How to retrieve files in Domino Web documents to embed them instead of showing them as links? - lotus-domino

I have a Notes app that was designed for the browser, not the client. It allowed upload of files into the documents, so nearly all the documents have files. The files are stored in the NSF as $FILE and displayed in the documents as links.
I am using Adobe Acrobat Pro to create PDFs from the documents and need to include the file attachments within the PDFs, however the PDFs just include links to the files, not the attachments. Can I write an agent to run against the documents to get those files and embed them within the documents? When I view those documents through the client, I see all of the HTML etc. and then at the bottom of the document, the file attachments appear. When I view these same documents in the browser, the file attachments do not appear. If I could merely ensure that they are there, then when running the PDF generator in Acrobat Pro, they would be included in the PDFs and executable.
I am really stuck here, with no other way to 'archive' this notes database with all the data intact.
Thanks in advance for any insights!!
Ginni

There is a commercial product from Swing Software that does this. I hear that it's quite good, but I've never used it. Let me explain why...

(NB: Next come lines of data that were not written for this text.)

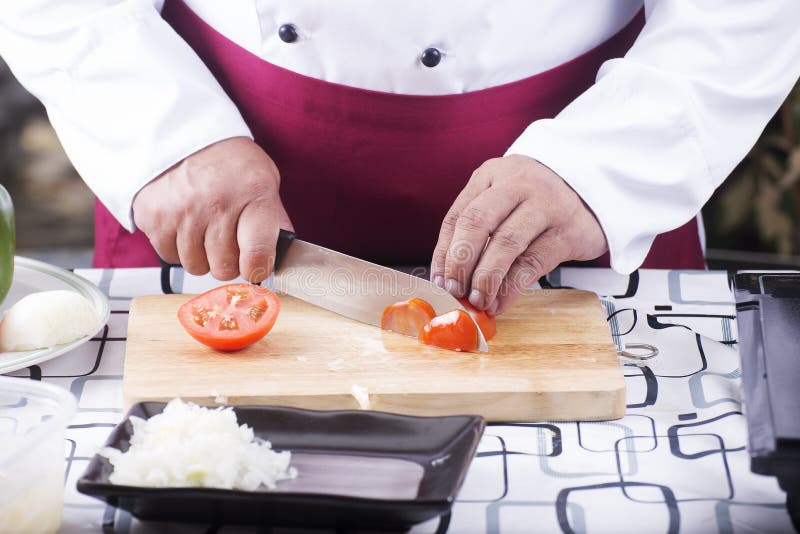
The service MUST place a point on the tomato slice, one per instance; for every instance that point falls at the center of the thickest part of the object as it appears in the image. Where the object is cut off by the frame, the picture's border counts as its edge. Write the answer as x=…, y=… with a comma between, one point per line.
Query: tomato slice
x=230, y=317
x=407, y=317
x=486, y=322
x=454, y=330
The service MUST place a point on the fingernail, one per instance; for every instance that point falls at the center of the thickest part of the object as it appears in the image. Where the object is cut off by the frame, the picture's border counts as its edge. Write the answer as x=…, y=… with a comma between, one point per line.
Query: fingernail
x=454, y=287
x=477, y=299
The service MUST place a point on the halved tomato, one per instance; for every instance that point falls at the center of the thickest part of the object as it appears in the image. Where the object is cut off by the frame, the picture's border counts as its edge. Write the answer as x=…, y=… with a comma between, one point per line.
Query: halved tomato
x=486, y=322
x=230, y=317
x=454, y=330
x=407, y=317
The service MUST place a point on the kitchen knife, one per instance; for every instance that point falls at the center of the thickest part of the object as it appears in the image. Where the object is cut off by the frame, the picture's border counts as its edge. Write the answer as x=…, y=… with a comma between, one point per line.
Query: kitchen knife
x=349, y=286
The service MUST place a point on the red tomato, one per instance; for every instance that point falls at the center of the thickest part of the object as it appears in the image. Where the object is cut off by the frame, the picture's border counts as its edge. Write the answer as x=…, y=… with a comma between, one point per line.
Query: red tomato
x=230, y=317
x=486, y=322
x=454, y=330
x=407, y=317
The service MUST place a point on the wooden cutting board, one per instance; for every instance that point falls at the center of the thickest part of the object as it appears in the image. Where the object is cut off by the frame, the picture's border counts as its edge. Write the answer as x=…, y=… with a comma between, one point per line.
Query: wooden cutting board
x=552, y=359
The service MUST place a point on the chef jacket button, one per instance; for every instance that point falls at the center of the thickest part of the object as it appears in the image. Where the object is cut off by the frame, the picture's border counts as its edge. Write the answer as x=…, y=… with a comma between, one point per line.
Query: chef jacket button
x=431, y=57
x=288, y=33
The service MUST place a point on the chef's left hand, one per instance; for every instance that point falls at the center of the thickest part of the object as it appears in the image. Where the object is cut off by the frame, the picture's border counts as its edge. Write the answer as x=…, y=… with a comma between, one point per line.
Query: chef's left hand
x=532, y=221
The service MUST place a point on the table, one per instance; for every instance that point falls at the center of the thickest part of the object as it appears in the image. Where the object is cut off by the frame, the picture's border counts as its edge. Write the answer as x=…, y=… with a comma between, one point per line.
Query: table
x=676, y=462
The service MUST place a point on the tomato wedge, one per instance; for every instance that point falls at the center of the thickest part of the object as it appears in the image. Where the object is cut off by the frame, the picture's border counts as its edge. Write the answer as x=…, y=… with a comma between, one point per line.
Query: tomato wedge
x=230, y=317
x=486, y=322
x=454, y=330
x=407, y=317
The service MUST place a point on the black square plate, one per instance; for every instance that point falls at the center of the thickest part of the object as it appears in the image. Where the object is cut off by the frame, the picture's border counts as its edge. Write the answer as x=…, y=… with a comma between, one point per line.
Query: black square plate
x=356, y=469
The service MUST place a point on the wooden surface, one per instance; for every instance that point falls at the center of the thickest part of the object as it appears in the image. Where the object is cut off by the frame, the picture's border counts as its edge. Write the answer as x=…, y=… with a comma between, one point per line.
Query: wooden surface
x=552, y=359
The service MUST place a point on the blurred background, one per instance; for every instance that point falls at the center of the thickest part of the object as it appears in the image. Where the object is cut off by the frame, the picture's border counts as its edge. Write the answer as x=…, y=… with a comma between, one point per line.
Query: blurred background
x=752, y=221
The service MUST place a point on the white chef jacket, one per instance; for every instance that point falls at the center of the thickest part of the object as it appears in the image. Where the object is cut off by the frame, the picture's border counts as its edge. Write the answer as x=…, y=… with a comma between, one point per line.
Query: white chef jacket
x=644, y=147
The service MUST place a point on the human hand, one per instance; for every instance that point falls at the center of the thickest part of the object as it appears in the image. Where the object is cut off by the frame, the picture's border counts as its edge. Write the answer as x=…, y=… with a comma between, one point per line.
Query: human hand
x=532, y=221
x=219, y=210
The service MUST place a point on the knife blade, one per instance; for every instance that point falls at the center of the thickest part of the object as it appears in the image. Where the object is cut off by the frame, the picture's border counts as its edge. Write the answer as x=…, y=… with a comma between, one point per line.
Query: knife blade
x=349, y=286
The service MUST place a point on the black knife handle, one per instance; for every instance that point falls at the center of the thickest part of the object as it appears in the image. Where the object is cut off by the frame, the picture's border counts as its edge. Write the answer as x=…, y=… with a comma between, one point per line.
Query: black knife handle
x=285, y=238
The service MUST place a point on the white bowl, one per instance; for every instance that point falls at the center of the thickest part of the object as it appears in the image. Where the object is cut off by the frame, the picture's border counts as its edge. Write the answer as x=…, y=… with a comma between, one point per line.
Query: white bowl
x=33, y=418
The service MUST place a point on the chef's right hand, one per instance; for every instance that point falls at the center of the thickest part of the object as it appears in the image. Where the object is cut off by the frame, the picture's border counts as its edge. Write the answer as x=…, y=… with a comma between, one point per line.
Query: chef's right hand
x=219, y=210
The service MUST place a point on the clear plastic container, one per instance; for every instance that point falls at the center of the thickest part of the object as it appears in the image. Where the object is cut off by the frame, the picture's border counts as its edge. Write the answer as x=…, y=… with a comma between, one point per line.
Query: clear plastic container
x=33, y=418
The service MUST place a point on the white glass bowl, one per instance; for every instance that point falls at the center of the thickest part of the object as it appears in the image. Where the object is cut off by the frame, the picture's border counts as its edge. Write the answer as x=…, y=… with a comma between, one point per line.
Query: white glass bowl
x=33, y=418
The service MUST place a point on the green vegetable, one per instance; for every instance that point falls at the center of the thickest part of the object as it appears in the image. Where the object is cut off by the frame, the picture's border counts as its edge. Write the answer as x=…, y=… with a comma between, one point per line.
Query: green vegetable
x=7, y=238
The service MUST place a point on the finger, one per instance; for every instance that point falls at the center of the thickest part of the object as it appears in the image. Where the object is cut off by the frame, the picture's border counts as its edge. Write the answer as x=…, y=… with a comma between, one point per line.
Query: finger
x=541, y=257
x=478, y=182
x=191, y=247
x=165, y=245
x=510, y=240
x=221, y=248
x=477, y=221
x=284, y=221
x=257, y=235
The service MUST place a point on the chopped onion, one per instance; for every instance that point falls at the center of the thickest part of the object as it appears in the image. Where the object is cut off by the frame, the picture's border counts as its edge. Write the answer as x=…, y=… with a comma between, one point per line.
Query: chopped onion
x=190, y=446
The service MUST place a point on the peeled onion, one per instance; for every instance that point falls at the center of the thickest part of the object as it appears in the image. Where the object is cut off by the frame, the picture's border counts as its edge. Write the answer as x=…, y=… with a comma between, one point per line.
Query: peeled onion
x=45, y=319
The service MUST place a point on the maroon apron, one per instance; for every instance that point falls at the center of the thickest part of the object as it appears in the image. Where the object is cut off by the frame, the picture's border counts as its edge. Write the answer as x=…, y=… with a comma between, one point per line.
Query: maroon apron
x=372, y=174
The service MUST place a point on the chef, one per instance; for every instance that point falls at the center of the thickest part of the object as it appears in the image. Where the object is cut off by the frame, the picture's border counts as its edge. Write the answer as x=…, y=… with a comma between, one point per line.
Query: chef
x=497, y=139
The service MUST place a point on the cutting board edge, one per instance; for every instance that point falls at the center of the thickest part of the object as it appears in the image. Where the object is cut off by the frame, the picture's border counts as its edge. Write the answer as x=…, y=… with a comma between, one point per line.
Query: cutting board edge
x=493, y=406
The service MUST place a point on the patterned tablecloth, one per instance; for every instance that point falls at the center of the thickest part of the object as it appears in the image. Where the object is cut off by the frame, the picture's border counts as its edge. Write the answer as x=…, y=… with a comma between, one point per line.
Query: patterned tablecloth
x=676, y=462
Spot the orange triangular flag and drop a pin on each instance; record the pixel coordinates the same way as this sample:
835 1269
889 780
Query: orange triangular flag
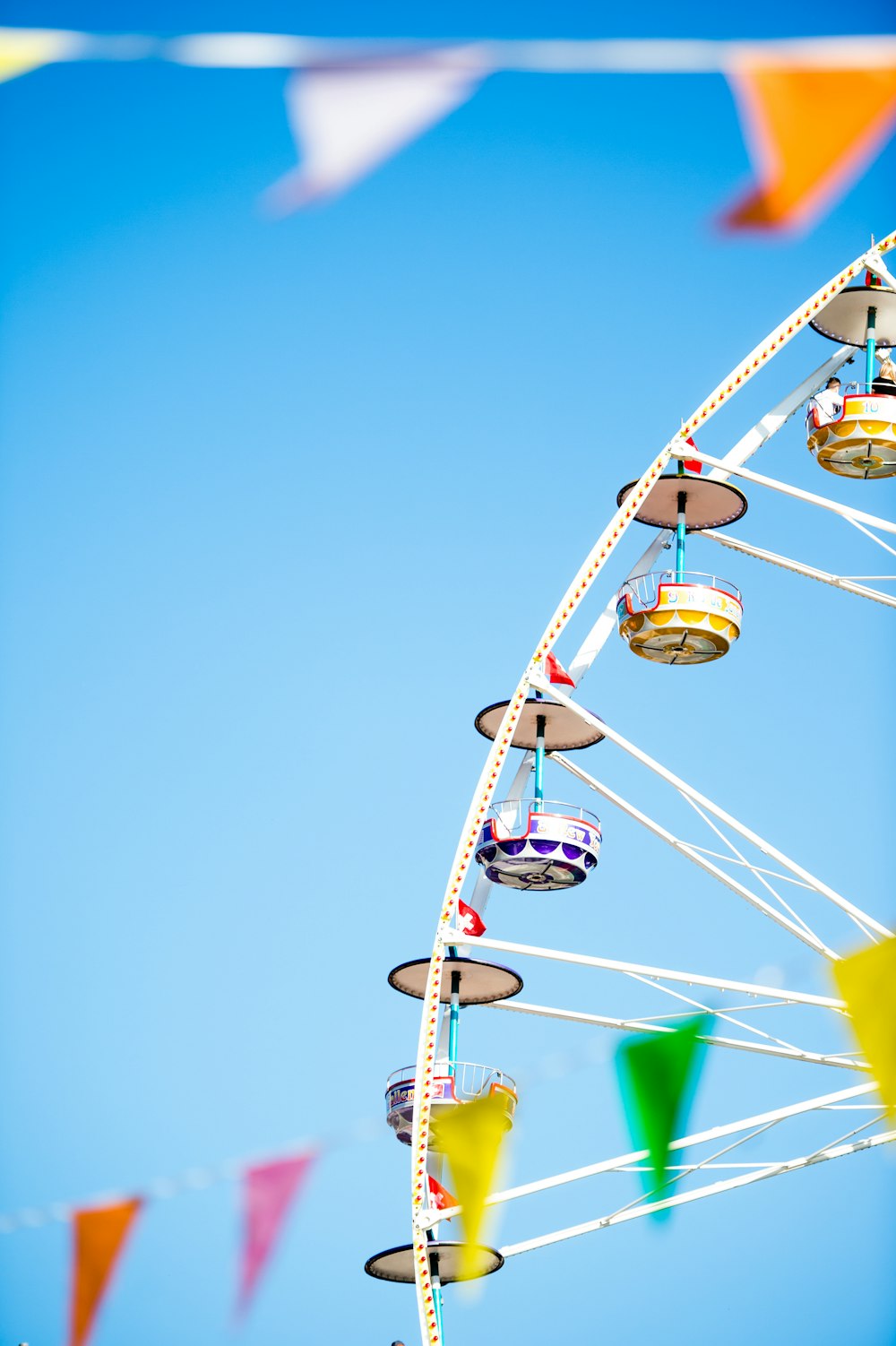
810 131
99 1238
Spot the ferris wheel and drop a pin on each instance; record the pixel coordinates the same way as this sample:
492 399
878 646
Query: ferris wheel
523 836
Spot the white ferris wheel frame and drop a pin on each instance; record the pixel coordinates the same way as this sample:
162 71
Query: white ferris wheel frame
424 1219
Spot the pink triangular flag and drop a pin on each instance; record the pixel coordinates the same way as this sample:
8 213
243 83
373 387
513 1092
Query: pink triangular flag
268 1192
348 118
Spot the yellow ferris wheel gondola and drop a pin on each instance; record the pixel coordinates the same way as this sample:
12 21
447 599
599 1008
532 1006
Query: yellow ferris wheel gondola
855 435
681 616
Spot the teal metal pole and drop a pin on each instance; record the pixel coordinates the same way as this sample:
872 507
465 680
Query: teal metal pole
453 1021
869 348
680 538
539 761
436 1284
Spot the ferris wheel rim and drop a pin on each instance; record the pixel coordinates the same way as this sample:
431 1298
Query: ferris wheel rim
582 581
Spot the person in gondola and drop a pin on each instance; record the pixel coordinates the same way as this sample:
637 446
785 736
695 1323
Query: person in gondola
885 381
828 402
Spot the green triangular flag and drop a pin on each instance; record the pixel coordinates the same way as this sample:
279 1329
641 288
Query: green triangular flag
658 1075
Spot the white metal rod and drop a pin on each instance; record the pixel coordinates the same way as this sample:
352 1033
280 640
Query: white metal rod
842 582
745 865
874 536
699 859
711 1040
636 1156
711 1190
764 882
588 960
780 413
766 847
796 491
745 448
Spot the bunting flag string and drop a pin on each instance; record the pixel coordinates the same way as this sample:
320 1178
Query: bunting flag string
268 1193
813 110
658 1077
810 134
866 981
470 1137
348 118
99 1236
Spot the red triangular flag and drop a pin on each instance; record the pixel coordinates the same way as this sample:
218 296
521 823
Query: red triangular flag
439 1197
268 1192
692 464
99 1238
806 142
470 921
556 672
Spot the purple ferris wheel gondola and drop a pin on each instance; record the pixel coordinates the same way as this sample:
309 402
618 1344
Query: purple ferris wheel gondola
530 844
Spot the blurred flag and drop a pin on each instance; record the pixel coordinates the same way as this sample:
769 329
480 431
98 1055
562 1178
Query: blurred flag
439 1197
866 981
348 118
658 1075
99 1238
268 1192
470 1137
470 921
556 672
29 48
810 132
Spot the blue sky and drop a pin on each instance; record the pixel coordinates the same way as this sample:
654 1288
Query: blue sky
283 505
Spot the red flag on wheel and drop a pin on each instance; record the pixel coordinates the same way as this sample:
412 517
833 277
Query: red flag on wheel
470 921
556 672
692 464
439 1197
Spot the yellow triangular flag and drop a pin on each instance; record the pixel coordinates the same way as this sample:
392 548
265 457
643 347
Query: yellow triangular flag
470 1137
29 48
866 981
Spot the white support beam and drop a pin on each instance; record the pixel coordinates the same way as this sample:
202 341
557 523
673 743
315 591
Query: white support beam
745 448
636 1156
812 573
694 854
767 1048
853 516
691 979
780 415
766 847
697 1195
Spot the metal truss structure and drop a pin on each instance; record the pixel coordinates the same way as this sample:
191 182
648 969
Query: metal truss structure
747 865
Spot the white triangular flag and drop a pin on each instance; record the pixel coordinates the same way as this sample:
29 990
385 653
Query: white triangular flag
348 118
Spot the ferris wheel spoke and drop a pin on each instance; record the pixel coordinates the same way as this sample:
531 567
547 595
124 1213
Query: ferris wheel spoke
758 873
821 1104
696 857
761 843
700 1193
848 512
848 583
719 1014
762 1048
874 536
743 450
587 960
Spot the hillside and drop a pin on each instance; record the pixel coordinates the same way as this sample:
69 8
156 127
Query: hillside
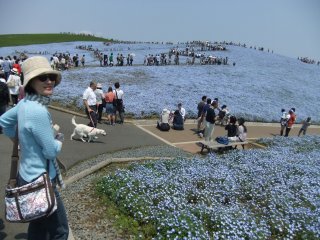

The way I usually end up doing this is just quick-and-dirty. I write an agent to export the files, using the document UNID as part of the filename. The same agent exports all the data fields from the document into a CSV file, and I add a column with the filename of the extracted attachment. In your case, I would add two columns -- one for the extracted attachment(s), and one for the generated PDF. The CSV serves as an index for the exported data. It can be imported into something more friendly, or just left as-is and brought up in Excel, depending on the customer's usage requirements and available systems. I've recommended Swing Software's product and offered to explore other ideas for developing code (e.g., using wkhtmltopdf for Domino web apps to capture a WYSIWYG rendering based on an HTML crawl) for PDF rendering of Notes documents for a couple of clients, but none of them have justified the cost that would be involved in buying licenses and/or writing the code. Quick and dirty always seems to win, even when there are retention and eDiscovery considerations taken into account.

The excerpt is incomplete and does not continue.